Sunday, March 21, 2010

Inhabitable imaginary


I've started this blog selfishly. It's not for anyone but me. In fact, and maybe this is just the essence of blogging, it's all about me. And maybe that's why I'm doing it--to carve out a little space. A place, in my life of chaos and noise that's just for me to be quiet and still and try to think. A space for me to remember.

There are so many things I want to remember. And this speaks, more than anything, to what I've lost. We don't need to remember things that are still with us. Memory is the habitat of the lost. It is the frontier of longing and regretting and wishing. Partly because the trail of our past is responsible for our present. Partly because we long for time to stop and in memory, if only for a moment, we can inhabit the past. The time before time moved on.
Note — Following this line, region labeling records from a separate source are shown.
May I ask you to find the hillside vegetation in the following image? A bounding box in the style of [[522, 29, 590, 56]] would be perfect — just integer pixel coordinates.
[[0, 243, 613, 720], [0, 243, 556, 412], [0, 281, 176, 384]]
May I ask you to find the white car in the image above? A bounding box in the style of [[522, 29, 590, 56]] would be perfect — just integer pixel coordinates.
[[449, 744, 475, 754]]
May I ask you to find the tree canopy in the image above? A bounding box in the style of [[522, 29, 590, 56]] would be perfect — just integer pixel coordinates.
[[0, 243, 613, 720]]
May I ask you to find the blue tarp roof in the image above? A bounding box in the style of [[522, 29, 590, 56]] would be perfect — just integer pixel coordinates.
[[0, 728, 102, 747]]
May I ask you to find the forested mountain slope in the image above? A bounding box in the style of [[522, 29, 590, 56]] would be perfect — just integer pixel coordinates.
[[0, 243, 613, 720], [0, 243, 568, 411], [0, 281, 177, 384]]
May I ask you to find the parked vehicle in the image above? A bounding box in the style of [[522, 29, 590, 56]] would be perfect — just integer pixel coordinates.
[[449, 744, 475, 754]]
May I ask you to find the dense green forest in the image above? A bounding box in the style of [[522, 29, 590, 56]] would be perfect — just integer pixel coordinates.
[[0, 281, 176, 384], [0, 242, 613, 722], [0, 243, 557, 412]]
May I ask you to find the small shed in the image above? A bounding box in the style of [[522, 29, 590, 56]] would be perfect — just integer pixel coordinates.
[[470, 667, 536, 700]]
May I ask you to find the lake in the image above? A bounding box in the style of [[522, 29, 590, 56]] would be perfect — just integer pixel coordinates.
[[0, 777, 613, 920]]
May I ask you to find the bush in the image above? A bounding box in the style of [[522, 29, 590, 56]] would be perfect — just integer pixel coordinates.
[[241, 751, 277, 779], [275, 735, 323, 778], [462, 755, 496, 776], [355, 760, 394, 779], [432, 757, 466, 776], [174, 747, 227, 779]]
Memory. In a word, this is what interests me more than anything. Memory recalls what has happened. Yet, it is not static but dynamic in nature. It can change. It can be wrong. It can become more complete later. It is three dimensional. Maybe four dimensional. When we remember something as we experienced it, that is one thing. That is as if what we experienced was filmed as through our eyes. We are limited by that viewpoint. Then, perhaps, someone else tells us what they remember of the same event, and suddenly we have greater dimension. We see more clearly--we can be outside of ourselves.

I remembered so clearly my wedding. It was beautiful and tender and intimate and we followed it with a five week honeymoon in Europe. And the whole time we had such fun remembering the moments and the beauty and talking about what we had loved. And then we arrived home and we received the wedding photos. And suddenly, my memory of the wedding was replaced with a third person narrative of what it had looked like. I now can't remember any of it except what was photographed. So that my memory of our vows is no longer what I saw at the moment--the blinding nimbus of sun haloing Gordon's face--but an image of him and me standing aglow in the late afternoon sun. My memory now includes me--an image of me. Surreal.

And so memory--changing, grappling, rethinking the past--is important to me. Conceptually I'm intrigued by it. Emotionally I am pulled by it. Romantically I am moved by it. And it is even more interesting when connected to space. Every memory is clearly tied to the place of it's inception. Yet it is also connected to the physical space of each place it has been remembered from. So that as I type this now, I am both in the place where I first realized this, as well as walking along the path at Alamo Square park where I often thought about it, and also sitting at my computer in our old apartment in San Francisco where I first began writing about memory. In fact, we are transported to the space of memory. It is inhabitable. It is imaginary.

It is the purpose of this blog to be a total freedom for me. A space to write, and to be, and to relax without strictures. It is my own inhabitable imagined space.